[RFC v1 3/3] async: add driver asynch levels

From: Luis R. Rodriguez
Date: Sun Aug 31 2014 - 05:04:27 EST

From: "Luis R. Rodriguez" <mcgrof@xxxxxxxx>

Joseph bisected and found that Tetsuo Handa's commit 786235ee
"kthread: make kthread_create() killable" modified kthread_create()
to bail as soon as SIGKILL is received [0] [1]. This is causing some
issues with some drivers and at times boot. There are other patches which
could also enable the SIGKILL trigger on driver loading though:

70834d30 "usermodehelper: use UMH_WAIT_PROC consistently"
b3449922 "usermodehelper: introduce umh_complete(sub_info)"
d0bd587a "usermodehelper: implement UMH_KILLABLE"
9d944ef3 "usermodehelper: kill umh_wait, renumber UMH_* constants"
5b9bd473 "usermodehelper: ____call_usermodehelper() doesn't need do_exit()"
3e63a93b "kmod: introduce call_modprobe() helper"
1cc684ab "kmod: make __request_module() killable"

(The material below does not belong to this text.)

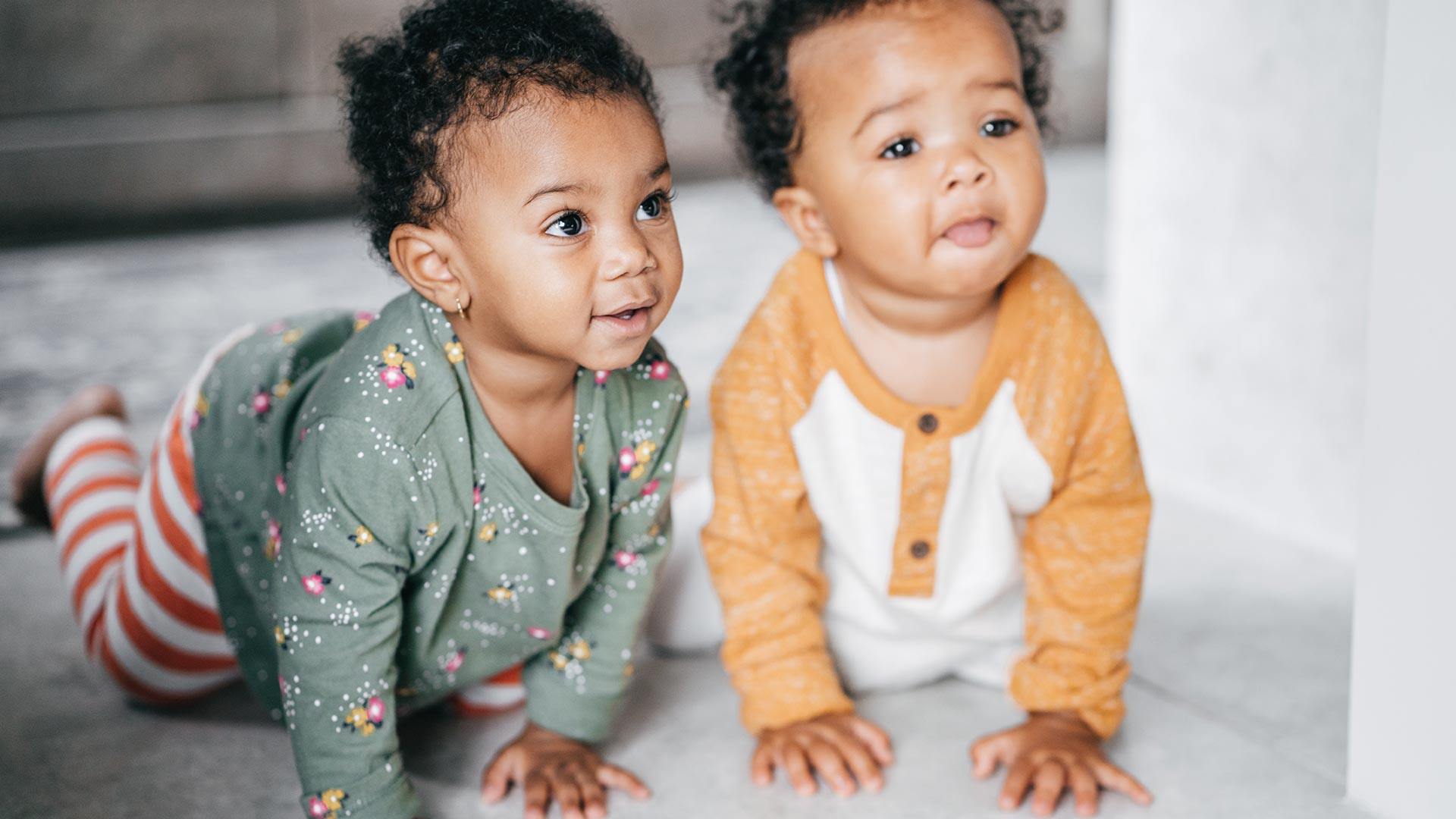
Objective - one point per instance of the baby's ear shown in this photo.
(800, 210)
(422, 259)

All of these went in on 3.4 upstream, and were part of the fixes for
CVE-2012-4398 [2] and documented more properly on Red Hat's bugzilla [3].
Any of these patches may contribute to having a module be properly
killed now, but 786235ee is the latest in the series. For instance on
SLE12 cxgb4 has been fond to get the SIGKILL even though SLE12 does not
yet have 786235ee merged [4].

Joseph found that the systemd-udevd process sends SIGKILL to systemd's
usage of kmod for module loading if probe on a driver takes over 30
seconds [5] [6]. When this happens probe will fail on any driver, its why
booting on some systems will fail if the driver happens to be a storage
related driver. When helping debug the issue Tetsuo suggested fixing this
issue by modifying kthread_create() to not leave upon SIGKILL immediately
if the source of the SIGKILL was the OOM, and actually wait for 10 seconds
more before completing the kill [7]. This work around would in turn only
help by adding an extra 10 second delay increasing in effect the systemd
timeout by an extra 10 seconds. Drivers which take more than 40 seconds
should then still fail to load on kernels with this work around patch.
Upon review of this patch Oleg rejected this change [8] and the discussion
was punted out to systemd-devel to see if the default timeout could be
increased from 30 seconds to 120 [9]. The opinion of the systemd maintainers
was that the driver's behavior should be fixed [10]. Linus seems to agree [11],
however more recently even networking drivers have been reported to fail
on probe since just writing the firmware to a device and kicking it can take
easy over 60 seconds [4]. Benjamim was able to trace the issues recently
reported on cxgb4 down to the same systemd-udevd 30 second timeout [6].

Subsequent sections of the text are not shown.